There is another advantage though. When a shooter gets enough accuracy to hit a can effortlessly, then he can challenge himself by choosing random points on the can to hit. This is not easier than hitting a.....1mm target! This added focus, which gets in our practice as a game, combined with the general lack of effort to actually hit the target, cam work wonders, exactly because even if we dont hit the intended 1mm point, we still get to hit the can and enjoy the awesome sound of struck aluminium!


----------



## AKA Forgotten (Jan 26, 2019)

Don't forget if not tied or hung, multiple distances and also heights


----------



## Tag (Jun 11, 2014)

I agree Skropi


----------



## Ukprelude (Apr 17, 2016)

AKA Forgotten said:


> Don't forget if not tied or hung, multiple distances and also heights


Yep, throw one up a tree and step back 50 paces and see how many tries to knock it out. Cans have endless possibilities Haha

Sent from my SM-G960F using Tapatalk


----------



## AKA Forgotten (Jan 26, 2019)

Ukprelude said:


> AKA Forgotten said:
> 
> 
> > Don't forget if not tied or hung, multiple distances and also heights
> ...


Oh yes lol Do it with a damaged can and I've had them climbing trees like a squirrel


----------



## skropi (Mar 22, 2018)

Yes, can chasing is excellent practice at different shooting angles and distances, and pure fun too!


----------



## Grandpa Pete (May 2, 2013)

Yes Skropi......I like the last thing you said.....I like the sound of hitting the can. I also like to try to cut a can in half by grouping my shots in the center. That takes a bit of focus.
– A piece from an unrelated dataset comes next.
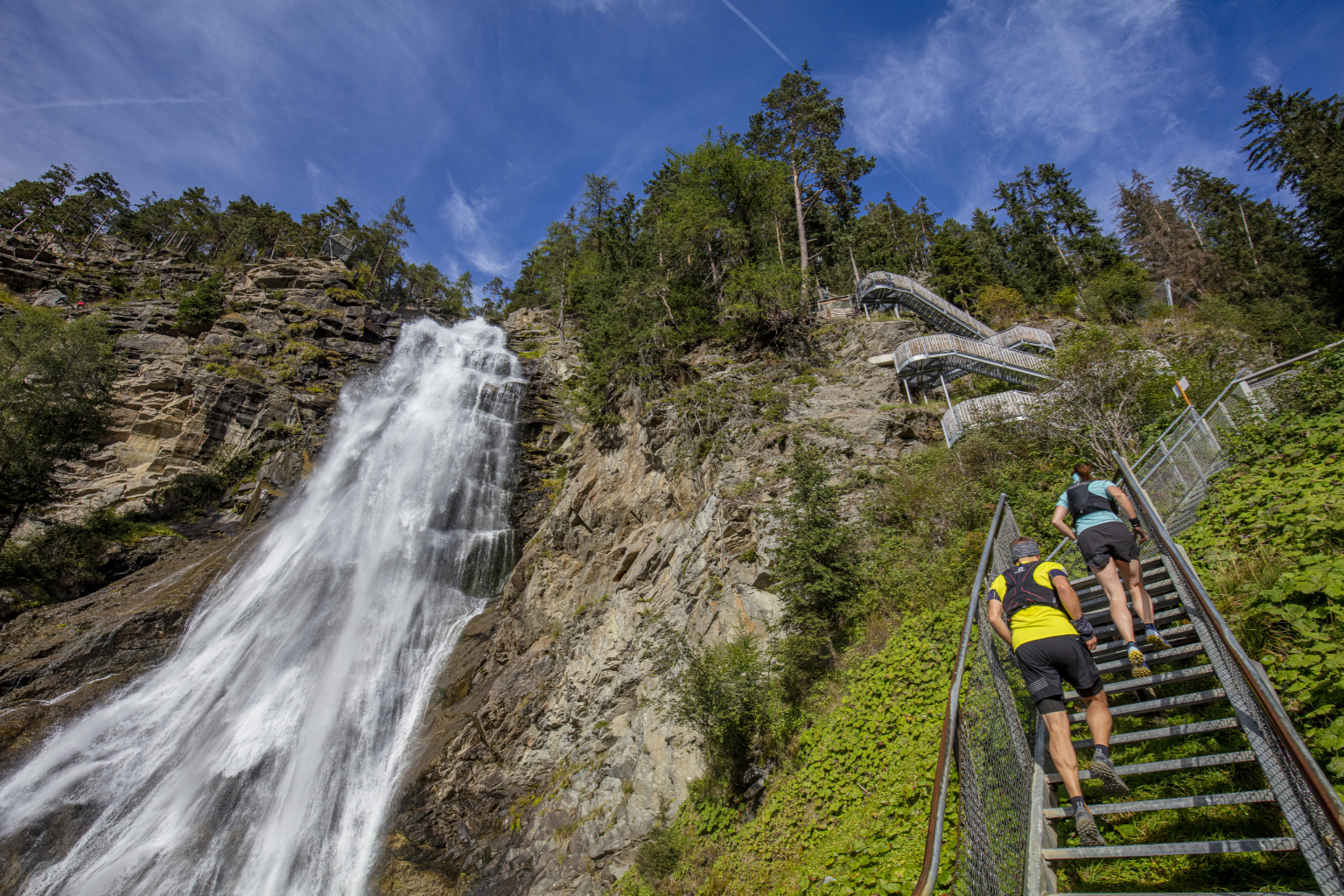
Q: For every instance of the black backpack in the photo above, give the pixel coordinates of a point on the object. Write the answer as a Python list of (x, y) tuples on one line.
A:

Here is another idea for a fun target: Take an old circular saw blade, 10", 6" or 4" and hang it by a string or wire from a tree and back off 10 yard - 50 yards. The saw blade will sound like a bell when you hit it.

GP


----------



## Grandpa Pete (May 2, 2013)

Oh...I forgot (senior moment)....I like to set the cans up on their sides and shoot at the ends for a smaller target.

GP


----------



## AKA Forgotten (Jan 26, 2019)

Grandpa Pete said:


> Oh...I forgot (senior moment)....I like to set the cans up on their sides and shoot at the ends for a smaller target.
> GP


Can ends can be really fun, especially as that can be the hardest part to penetrate


----------



## AKA Forgotten (Jan 26, 2019)

Sorry for all the cans in that one ????


----------



## mattwalt (Jan 5, 2017)

The worst is sending hot after shot through the same ragged hole...


----------



## Grandpa Pete (May 2, 2013)

AKA Forgotten said:


> Sorry for all the cans in that one


That is why English is such a difficult language for non-english speakers. Try taking a bow after making a good shot off the bow of your boat with a bow and arrow.

GP


----------



## Grandpa Pete (May 2, 2013)

mattwalt said:


> The worst is sending hot after shot through the same ragged hole...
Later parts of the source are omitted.